Solved by changing string to unusual char:

/** Avoid dummy ID that intellij always puts in; messes up ANTLR parse tree view. */
public class PreviewCompletionContributor extends CompletionContributor {
     /** appears as space but I don't flip to a dot like real space char in parse tree */
     public static final char DUMMY_IDENTIFIER = '\u001F';

     public void beforeCompletion(@NotNull CompletionInitializationContext context) {

Parse tree node has a nonprinting char to the right but works well enough. No other shenanigans worked. Tried everything.

The token is inserted into a copy of the file, so your lexer gets to lex your original and the copy at the same time, since you have probably typed something in the original document the original gets reprocessed by the lexer along with the copy that has been made. So during completion there are 2 copies of the file, one with the string and one without.

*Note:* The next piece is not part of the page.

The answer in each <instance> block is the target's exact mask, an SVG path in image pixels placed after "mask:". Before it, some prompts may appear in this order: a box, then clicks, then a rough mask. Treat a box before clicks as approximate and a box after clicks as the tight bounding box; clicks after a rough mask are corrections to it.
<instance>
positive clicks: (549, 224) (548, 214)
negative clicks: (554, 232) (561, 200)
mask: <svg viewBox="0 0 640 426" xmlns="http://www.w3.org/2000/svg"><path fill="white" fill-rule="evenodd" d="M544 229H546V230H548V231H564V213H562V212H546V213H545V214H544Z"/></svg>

hi Jon! nice to hear from you. That's very interesting information. Maybe my solution is to simply ignore errors from a lexer working on the copy?  That would explain why I saw more lexing requests than I thought were needed. Excellent. I think this thread will serve people well in the future. I will stick with my weird character solution for now ;)



Thanks Terence, saved my bacon. I would agree that IntelliJIdeaRulezzz design decision is somewhere at the top of bad design decisions. Especially when it inserts a space after the string. However, your solution makes the workaround painless.

In markdown this was causing the element type to become TEXT instead of LINK_REF because [Some Text](link-ref) is parsed correctly but [Some Text](linIntellijIdeaRulezzz k-ref) is not recognized as an explicit link reference and is spit out by markdown as text because of it. So completion would not recognize the element type to be completed.

Didn't hit this for wiki links because they allow spaces in the link.

The solution to use a non-common character for the DUMMY_IDENTIFIER solves the problem since I only need it to parse correctly so that the element under cursor corresponds to what is in the original file.



Yes, I have and thank you very much for putting those notes together. It was there that I first learned of the IntellijIdeaRulezzz. When I encountered this problem myself I was not surprised to see the dreaded string.


If the trailing whitespace bothers you, I just noticed that CompletionInitializationContext contains a second trimmed constant named DUMMY_IDENTIFIER_TRIMMED that should avoid your problems, in fact it is used by JavaCompletionContributor.


Thanks. I will try this setting.

Yes, it is the whitespace that was causing the problem. Not everywhere in the markdown grammar can you add whitespace and expect the parsing to remain the same.